Friday, February 3, 2012

Comment Concerning Hannah's Child

I recently finished a memoir written by Stanley Hauerwas titled Hannah's Child.  A friend, Breanna Jones, recently posted a quote by Marisha Pessl on her blog that exemplifies an ideology that Mr. Hauerwas also holds. Well, at least the first part of the quote. 

I’m learning to tell my own story, and I am also learning to listen and to fall in love with everyone else’s story.
My favorite novel of all time, The Special Topics in Calamity Physics, says it best:
But most critically, sweet, never try to change the narrative structure of someone else’s story, though you will be tempted to, as you watch those poor souls in school, in life, heading unwittingly down dangerous tangents, fatal digressions from which they will unlikely be able to emerge. Resist the temptation. Spend your energies on your story. Reworking it. Making it better.

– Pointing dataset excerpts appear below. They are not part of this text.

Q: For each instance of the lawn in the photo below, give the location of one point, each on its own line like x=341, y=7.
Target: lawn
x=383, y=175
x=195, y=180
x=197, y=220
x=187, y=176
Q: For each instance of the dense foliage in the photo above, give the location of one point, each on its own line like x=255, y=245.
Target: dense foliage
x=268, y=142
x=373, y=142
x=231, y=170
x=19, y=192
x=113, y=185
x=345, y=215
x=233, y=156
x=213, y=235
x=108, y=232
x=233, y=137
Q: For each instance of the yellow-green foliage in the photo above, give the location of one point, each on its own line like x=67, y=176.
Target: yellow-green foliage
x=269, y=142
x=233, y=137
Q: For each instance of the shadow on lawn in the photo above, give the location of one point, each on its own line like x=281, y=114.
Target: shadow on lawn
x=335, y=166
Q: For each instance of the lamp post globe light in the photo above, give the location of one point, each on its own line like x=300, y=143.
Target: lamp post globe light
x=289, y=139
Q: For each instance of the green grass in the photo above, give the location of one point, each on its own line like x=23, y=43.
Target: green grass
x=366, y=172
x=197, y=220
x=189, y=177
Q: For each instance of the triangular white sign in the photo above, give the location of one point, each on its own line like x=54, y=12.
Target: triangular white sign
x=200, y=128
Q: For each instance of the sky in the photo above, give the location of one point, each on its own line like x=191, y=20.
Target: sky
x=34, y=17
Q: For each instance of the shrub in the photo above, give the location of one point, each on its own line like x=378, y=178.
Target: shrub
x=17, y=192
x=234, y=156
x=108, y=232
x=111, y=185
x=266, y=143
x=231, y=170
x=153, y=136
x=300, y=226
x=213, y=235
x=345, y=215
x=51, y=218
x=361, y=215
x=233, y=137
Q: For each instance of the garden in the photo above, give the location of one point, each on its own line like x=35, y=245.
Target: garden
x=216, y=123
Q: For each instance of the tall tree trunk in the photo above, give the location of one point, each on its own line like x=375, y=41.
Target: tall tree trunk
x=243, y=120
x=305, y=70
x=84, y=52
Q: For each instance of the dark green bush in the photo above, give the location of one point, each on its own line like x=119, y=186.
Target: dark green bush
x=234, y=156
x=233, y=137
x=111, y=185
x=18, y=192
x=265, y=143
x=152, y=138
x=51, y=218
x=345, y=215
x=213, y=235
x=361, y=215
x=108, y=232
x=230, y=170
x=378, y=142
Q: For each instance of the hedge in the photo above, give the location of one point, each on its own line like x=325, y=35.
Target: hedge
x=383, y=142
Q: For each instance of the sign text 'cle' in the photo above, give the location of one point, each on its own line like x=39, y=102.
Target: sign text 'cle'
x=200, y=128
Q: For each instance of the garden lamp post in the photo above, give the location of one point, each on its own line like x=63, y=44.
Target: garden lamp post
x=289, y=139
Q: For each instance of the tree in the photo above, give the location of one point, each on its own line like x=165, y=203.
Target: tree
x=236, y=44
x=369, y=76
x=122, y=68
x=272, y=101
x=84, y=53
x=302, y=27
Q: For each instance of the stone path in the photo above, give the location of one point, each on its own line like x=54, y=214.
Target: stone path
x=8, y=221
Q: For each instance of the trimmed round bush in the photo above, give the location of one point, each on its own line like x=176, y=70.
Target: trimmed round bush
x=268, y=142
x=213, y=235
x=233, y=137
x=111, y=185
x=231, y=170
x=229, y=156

Increasing the scale, the depth of content, the universal themes. And I don’t care what those themes are – they’re yours to uncover and stand behind – so long as, at the very least, there is courage. Guts. Mut, in German. Those around you can have their novellas, sweet, their short stories of cliché and coincidence, occasionally spiced up with tricks of the quirky, the achingly mundane, the grotesque. A few will even cook up a Greek tragedy, those born into misery, destined to die in misery. But you, my bride of quietness, you will craft nothing less than epic with your life. Out of all of them, your story will be the one to last.
I believe Stanley and Marisha understand that all of our lives are intertwined, but there is a necessity of allowing someone else's story to form separately without impressing our own on theirs.